Architecture

Rule Learner integrates 3 major components:

A rule engine that analyses large volumes of data in accordance with “training rules” created by a SME and uses this data to generate new training sets (Optional)

An ML algorithm that extracts classification rules from the training sets and represents them in an executable format
A rule engine that can execute the generated rules against new instances. It is usually a component of a larger decision management system

The architectural schema is presented on the picture above.

  • Training Sets. Rule Learner implements a supervised Machine Learning approach that requires Training Sets that usually consists of examples indicating when the desired result has been achieved (positive examples) and counter examples indicating cases when the desired result has not been achieved (negative examples).  Training sets are used by the Rule Learner to discover and represent new rules and to measure the accuracy and effectiveness of the rules once they have been learned.  If the results are satisfactory, the rules can then be used to predict results for new, previously unseen cases.
Optional Trainer. Usually a Trainer is a subject matter expert (SME) who has extensive experience dealing with the historical enterprise data and has the competence and skills to establish goals, concepts, and/or criteria, for detecting patterns and rules.  It is also possible to automate the Trainer function and make it an integral part of the system architecture.  The Trainer also can be implemented as a special rule engine that automatically analyses large volumes of data in accordance with “training rules” created by a SME and uses this data to generate new training sets.  This is especially important for rules-based applications that frequently update enterprise data and would like their rule learner to keep up to date with the latest changes.
The Trainer allows domain experts to incorporate their knowledge into Rule Learner by presenting it in a form of domain-specific training rules. Training Rules usually cover the following common data pre-processing tasks:
    • Selection of issues and attributes to be considered by a Rule Learner
    • Generation of new attributes that generalize the existing attributes by adding nominal attributes, ratios, etc.
    • Preliminary classification of issues
    • Instance filtering rules.

It is important to stress the fact that it is business specialists (NOT software developers) who are normally responsible for maintaining training sets and for evaluating automatically generated rules.

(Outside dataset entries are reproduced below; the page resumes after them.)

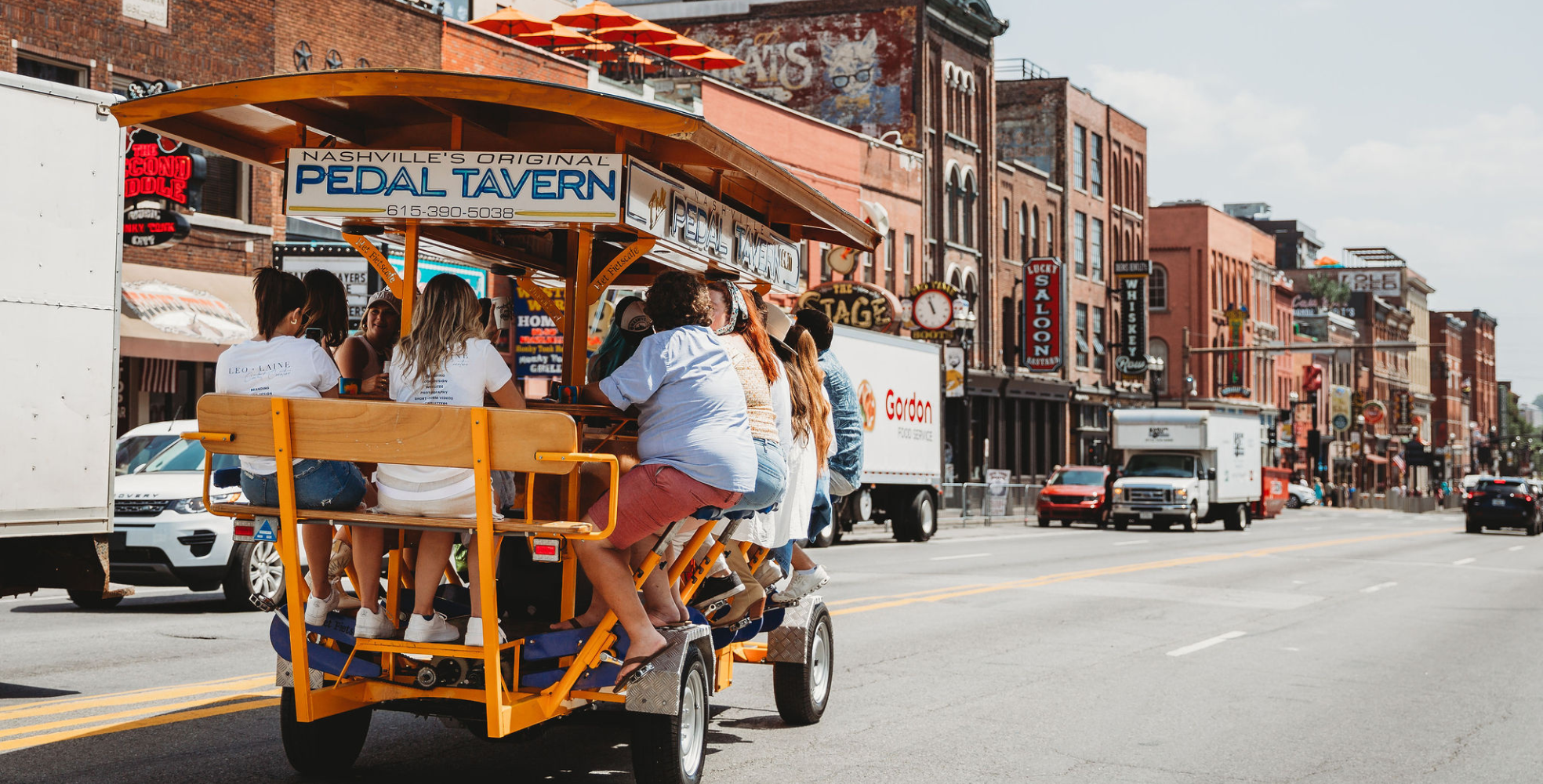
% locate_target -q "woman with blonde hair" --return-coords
[354,274,525,644]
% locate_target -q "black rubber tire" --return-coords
[220,542,287,610]
[279,687,373,776]
[628,645,711,784]
[70,591,123,610]
[895,491,939,542]
[772,605,837,727]
[808,520,837,548]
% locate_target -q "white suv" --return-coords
[94,419,300,610]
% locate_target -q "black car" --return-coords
[1463,477,1543,535]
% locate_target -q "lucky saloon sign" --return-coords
[626,161,797,292]
[1023,258,1063,373]
[284,148,625,223]
[123,129,209,210]
[1114,260,1153,378]
[797,281,899,332]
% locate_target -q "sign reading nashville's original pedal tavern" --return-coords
[1114,260,1153,378]
[1023,258,1063,373]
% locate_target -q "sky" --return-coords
[992,0,1543,400]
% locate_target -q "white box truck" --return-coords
[0,73,123,599]
[816,325,942,546]
[1109,409,1264,531]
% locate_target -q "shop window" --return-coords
[16,54,89,86]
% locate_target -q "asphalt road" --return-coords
[0,510,1543,784]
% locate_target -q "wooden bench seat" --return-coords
[213,503,594,535]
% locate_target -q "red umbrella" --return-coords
[594,20,681,45]
[642,35,711,59]
[514,24,596,46]
[671,48,746,71]
[553,0,644,29]
[470,8,554,38]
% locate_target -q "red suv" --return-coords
[1034,466,1109,528]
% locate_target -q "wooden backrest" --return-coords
[198,395,579,474]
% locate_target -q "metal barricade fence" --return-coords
[939,481,1044,524]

Rule Learner. The second component applies a selected ML algorithm to extract classification rules from the training sets. After rules generations, it shows the results in the format specific for the ML implementation tool, e.g. here is the protocol of WEKA’s ML system using the C4.5 algorithm:

Along with the generated rules it shows statistical metrics – read more here.  It also generates an Excel file (by default “GeneratedRules.xls”) in which the generated rules are presented as a decision table ready to be executed by a rule engine. 

Rule Engine. The third component is a rule engine that can execute the generated rules against new instances. It is usually a component of a larger decision management system such as OpenRules Decision Manager.